Oregon State University scientists have developed a method that could potentially predict the cancer-causing potential of chemicals released into the air during wildfires and fossil fuel combustion.
The research, which was recently published in the journal Toxicology in Vitro, was conducted as a part of the OSU Superfund Research Program. The findings are important for agencies that regulate air pollution caused by these chemicals, known as polycyclic aromatic hydrocarbons (PAHs). It also could help medical researchers who study patients with conditions such as asthma.
PAHs are a class of chemicals that occur naturally in coal, crude oil and gasoline. They also are produced when coal, oil, gas, wood, garbage and tobacco are burned. At high levels, as was the case during recent wildfires in the western United States, when PAHs are inhaled they can be harmful to human health.

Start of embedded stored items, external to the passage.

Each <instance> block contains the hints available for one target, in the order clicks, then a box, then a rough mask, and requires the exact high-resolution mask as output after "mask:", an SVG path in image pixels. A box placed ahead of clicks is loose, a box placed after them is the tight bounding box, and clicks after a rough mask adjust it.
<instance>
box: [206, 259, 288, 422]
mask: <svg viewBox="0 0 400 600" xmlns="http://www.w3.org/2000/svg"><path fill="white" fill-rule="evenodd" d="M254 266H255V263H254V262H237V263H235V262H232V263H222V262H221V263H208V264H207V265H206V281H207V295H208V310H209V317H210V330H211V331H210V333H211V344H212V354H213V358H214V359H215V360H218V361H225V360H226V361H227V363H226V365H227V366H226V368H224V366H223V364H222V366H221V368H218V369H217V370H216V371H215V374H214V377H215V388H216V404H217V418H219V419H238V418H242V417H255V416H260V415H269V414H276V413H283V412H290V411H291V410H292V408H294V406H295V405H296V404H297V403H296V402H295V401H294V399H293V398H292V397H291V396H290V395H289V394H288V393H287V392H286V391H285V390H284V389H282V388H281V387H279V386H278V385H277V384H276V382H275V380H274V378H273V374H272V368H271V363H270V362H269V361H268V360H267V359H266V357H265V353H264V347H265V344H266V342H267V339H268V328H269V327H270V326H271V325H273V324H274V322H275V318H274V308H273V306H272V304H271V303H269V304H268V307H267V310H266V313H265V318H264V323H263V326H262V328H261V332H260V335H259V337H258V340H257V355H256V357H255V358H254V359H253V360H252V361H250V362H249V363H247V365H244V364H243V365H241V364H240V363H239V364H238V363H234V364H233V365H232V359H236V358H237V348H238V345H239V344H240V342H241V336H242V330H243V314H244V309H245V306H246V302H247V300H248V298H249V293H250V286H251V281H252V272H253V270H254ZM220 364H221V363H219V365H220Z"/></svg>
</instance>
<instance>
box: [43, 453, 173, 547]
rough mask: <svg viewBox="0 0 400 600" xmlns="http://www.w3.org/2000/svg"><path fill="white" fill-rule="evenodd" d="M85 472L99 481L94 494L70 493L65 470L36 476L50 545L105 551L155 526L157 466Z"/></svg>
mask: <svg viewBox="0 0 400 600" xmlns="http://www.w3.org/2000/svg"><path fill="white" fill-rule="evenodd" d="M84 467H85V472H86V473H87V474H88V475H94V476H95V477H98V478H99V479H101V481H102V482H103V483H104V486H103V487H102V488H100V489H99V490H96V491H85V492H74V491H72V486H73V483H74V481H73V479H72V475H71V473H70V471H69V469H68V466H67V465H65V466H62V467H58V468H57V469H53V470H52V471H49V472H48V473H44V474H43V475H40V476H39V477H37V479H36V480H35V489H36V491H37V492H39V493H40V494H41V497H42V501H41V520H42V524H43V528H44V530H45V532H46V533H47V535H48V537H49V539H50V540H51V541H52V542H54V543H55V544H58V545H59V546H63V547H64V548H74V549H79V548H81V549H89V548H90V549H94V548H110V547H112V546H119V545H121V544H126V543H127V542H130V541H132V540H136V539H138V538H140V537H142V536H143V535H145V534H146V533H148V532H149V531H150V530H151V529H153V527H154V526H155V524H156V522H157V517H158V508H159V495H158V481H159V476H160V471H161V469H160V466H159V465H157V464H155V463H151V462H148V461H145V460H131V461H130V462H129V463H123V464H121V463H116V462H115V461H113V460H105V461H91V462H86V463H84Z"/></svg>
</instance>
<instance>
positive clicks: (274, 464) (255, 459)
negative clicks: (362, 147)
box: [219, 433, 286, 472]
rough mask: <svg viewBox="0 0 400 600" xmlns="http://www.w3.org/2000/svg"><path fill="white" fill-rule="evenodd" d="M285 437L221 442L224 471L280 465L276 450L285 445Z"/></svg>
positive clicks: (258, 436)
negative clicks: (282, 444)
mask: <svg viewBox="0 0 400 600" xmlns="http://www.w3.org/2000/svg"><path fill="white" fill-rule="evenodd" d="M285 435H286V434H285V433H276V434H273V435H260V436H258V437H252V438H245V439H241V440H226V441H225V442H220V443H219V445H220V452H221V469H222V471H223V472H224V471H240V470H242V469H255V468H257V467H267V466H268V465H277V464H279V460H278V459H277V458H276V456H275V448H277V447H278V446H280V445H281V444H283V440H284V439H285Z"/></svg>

Despite PAHs being the first class of chemicals identified as cancer-causing, little is known about the carcinogenic potential of the more than 1,500 PAHs. Part of the challenge is that PAHs usually occur as a mixture of chemicals, making it difficult to tease apart roles of individual chemicals in the mixture.

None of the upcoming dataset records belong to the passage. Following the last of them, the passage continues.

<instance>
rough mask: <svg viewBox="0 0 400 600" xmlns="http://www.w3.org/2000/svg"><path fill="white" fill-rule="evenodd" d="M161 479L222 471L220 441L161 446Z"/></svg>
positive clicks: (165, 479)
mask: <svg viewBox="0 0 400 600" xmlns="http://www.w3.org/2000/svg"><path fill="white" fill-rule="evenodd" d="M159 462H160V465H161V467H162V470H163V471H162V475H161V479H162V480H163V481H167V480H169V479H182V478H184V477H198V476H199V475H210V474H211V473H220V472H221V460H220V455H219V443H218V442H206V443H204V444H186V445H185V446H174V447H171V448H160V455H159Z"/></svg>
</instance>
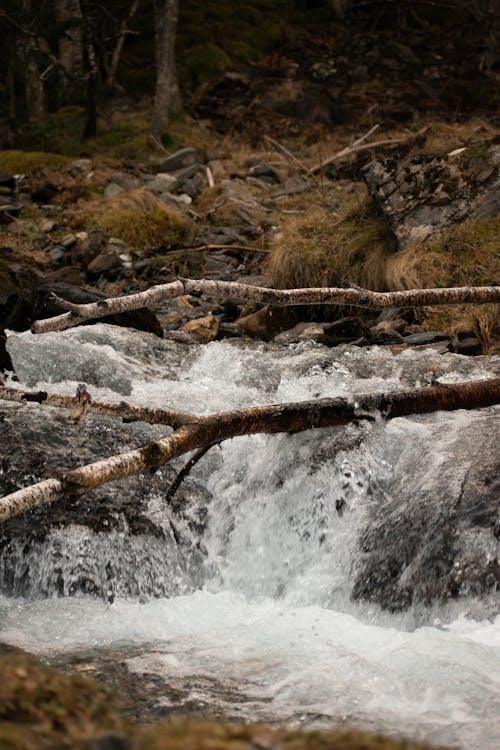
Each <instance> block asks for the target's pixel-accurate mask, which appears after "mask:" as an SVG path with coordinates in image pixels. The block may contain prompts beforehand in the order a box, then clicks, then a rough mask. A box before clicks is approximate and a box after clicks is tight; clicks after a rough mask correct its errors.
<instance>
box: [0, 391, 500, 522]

The OSU researchers, led by Susan Tilton, an associate professor in the Department of Environmental and Molecular Toxicology in the College of Agricultural Sciences, have been studying PAHs for over six years. They previously developed a system to predict whether tumors formed in mice exposed to certain PAHs.
The current research translates that approach using human bronchial cells. The researchers treated the cells with individual PAHs and then used computational analysis to look at changes across thousands of genes simultaneously to identify gene signatures. They then looked for gene signatures consistent across the different chemicals with similar carcinogenic potential.

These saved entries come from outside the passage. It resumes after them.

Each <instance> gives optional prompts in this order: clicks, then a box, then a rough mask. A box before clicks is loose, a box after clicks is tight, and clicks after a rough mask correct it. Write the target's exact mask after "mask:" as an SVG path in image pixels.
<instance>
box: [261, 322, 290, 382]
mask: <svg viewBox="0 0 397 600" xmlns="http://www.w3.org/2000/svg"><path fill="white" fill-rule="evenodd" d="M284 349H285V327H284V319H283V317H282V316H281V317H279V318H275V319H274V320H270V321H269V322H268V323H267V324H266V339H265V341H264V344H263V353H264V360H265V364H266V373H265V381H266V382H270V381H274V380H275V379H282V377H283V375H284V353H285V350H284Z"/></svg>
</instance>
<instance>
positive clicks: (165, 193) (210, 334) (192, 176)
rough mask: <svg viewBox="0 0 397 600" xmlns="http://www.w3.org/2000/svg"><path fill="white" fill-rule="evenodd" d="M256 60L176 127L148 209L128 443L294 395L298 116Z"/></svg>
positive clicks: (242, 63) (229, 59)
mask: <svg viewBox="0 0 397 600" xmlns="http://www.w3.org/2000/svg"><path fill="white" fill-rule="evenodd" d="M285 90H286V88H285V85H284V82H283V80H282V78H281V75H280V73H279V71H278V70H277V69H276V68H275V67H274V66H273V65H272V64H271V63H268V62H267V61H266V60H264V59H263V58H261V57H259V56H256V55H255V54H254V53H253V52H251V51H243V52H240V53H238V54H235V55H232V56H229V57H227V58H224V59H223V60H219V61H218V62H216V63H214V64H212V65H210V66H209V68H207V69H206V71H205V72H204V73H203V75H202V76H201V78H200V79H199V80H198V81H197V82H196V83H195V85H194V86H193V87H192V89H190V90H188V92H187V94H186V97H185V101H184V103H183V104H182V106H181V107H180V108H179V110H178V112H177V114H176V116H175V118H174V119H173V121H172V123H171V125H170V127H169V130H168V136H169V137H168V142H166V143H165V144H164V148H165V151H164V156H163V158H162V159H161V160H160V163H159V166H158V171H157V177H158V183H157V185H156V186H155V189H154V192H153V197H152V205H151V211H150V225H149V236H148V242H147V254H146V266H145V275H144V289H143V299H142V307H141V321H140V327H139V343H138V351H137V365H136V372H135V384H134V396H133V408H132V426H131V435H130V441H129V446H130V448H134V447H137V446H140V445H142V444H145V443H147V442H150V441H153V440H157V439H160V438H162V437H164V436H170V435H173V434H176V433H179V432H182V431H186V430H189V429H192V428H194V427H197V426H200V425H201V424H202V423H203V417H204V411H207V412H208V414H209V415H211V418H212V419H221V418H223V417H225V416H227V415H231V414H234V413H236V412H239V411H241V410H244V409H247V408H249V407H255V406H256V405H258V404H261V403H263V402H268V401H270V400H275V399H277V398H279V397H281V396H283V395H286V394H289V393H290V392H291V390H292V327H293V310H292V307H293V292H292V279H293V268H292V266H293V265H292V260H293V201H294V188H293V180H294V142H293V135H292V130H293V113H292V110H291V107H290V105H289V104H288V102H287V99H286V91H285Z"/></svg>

“Those with similar carcinogenic potential are the ones we can focus on,” Tilton said. “Potentially, in the future we wouldn’t need to look at thousands and thousands of genes. Once we tested enough chemicals and felt very confident about this we could drill down and look at a select handful of genes in order to make these types of predictions.”
In the future, the researchers plan to expand the number of chemicals that they test, particularly chemicals whose carcinogenic potential is not well understood. They also want to study lung cells from people with pre-existing conditions, such as asthma and chronic obstructive pulmonary disease, to see if they are particularly sensitive to certain chemicals.